I libri sono fondamentali. Una società che legge è una società che ha capacità di giudizio, ha un vocabolario più ampio, maggiori capacità di analisi, è una società meno manipolabile che può sfuggire a un potere che pretende di guidarla da una parte o dall’altra. La lettura è uno strumento potentissimo e alla portata di tutti.

Parlando invece del processo di scrittura: come ti documenti per scrivere i tuoi romanzi?

Principalmente con la lettura. Quando ho un’idea e un’epoca in mente, per comprenderla leggo tutti i libri tradotti in spagnolo che la raccontano: saggi, romanzi, resoconti, testimonianze e diari della gente che l’ha vissuta. Poi guardo film e documentari sull’argomento. Trascorro molti mesi pensando, prendendo appunti a mano, immedesimandomi nelle situazioni. Una volta che mi sono immersa nella mentalità di quell’epoca, arriva il momento in cui sento la necessità di mettermi a scrivere. E durante la fase di scrittura sono molto disciplinata, mi metto nel mio ufficio e scrivo.

Hai una routine?

L’ispirazione viene scrivendo. Nessuno mi impone niente, quindi devo impormi io di lavorare. All’inizio mi costa molto, non sono sicura di niente almeno fino a pagina cento e mi capita di scartare quello che ho già scritto, perché non sono convinta o la storia non mi appassiona, quando non voglio sapere cosa succede ai personaggi che sto conoscendo.

[ndr. Curiosità: l’autrice è di Madrid, ma ha una casa vicino a Malaga, a Marbella, sul mare, che è il suo buen retiro per scrivere].
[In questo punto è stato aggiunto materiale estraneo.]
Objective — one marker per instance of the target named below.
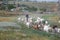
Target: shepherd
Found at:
(27, 16)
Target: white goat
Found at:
(46, 28)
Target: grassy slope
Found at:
(25, 33)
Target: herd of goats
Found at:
(39, 23)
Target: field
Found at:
(28, 34)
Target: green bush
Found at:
(10, 6)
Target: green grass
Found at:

C’è qualcuno che ti aiuta durante questa fase?

Mio marito è il compagno perfetto, il mio primo lettore. Gli scrittori si sentono speciali, unici, ma serve equilibrio: quando sono euforica o, al contrario, affranta, ne parlo con lui. Lui legge e insieme discutiamo molto fino a trovare una soluzione che convinca entrambi.

E com’è invece il rapporto con la tua editor?

Lavoriamo insieme dal 2010, dall’uscita della Cattedrale ai confini del mondo. Il nostro rapporto è molto personale, quasi mi conosce meglio di me, almeno dal punto di vista narrativo. Lei non mi pone alcun limite, né di tempo, né di argomento, e mentre scrivo non mi chiede nulla. Quando la storia è pressoché completa e strutturata, comincio a lavorare con lei. Riesce a cogliere la sostanza dei personaggi, di cui parliamo per ore, come se li conoscessimo davvero, e mi aiuta a lavorarci senza che la mia vanità si senta lesa, una cosa che è molto importante per un autore. Sa come prendermi, come farmi arrivare a cambiare qualcosa senza impormelo.

Cosa significa per te essere una scrittrice donna in Spagna?

Siamo in molte donne a scrivere in Spagna. E molte sono le donne che comprano e leggono libri. In generale, però, c’è la tendenza a giudicare con pregiudizio quello che scrivono: si crede che le donne scrivano per le donne, principalmente libri banali, facili. Il serio, al contrario, è ciò che è difficile, impossibile da capire, quindi tradizionalmente attribuito agli uomini. Ma in fondo, se un libro viene pubblicato e ha successo, non è perché è stato scritto da un uomo o da una donna, ma perché è un buon libro e piace ai lettori.

[ndr. Paloma mi ha confessato di non sopportare la categorizzazione di romanzi femminili: «Vuol dire che un uomo non può leggerli?» mi ha chiesto, provocatoria. In effetti, come darle torto?]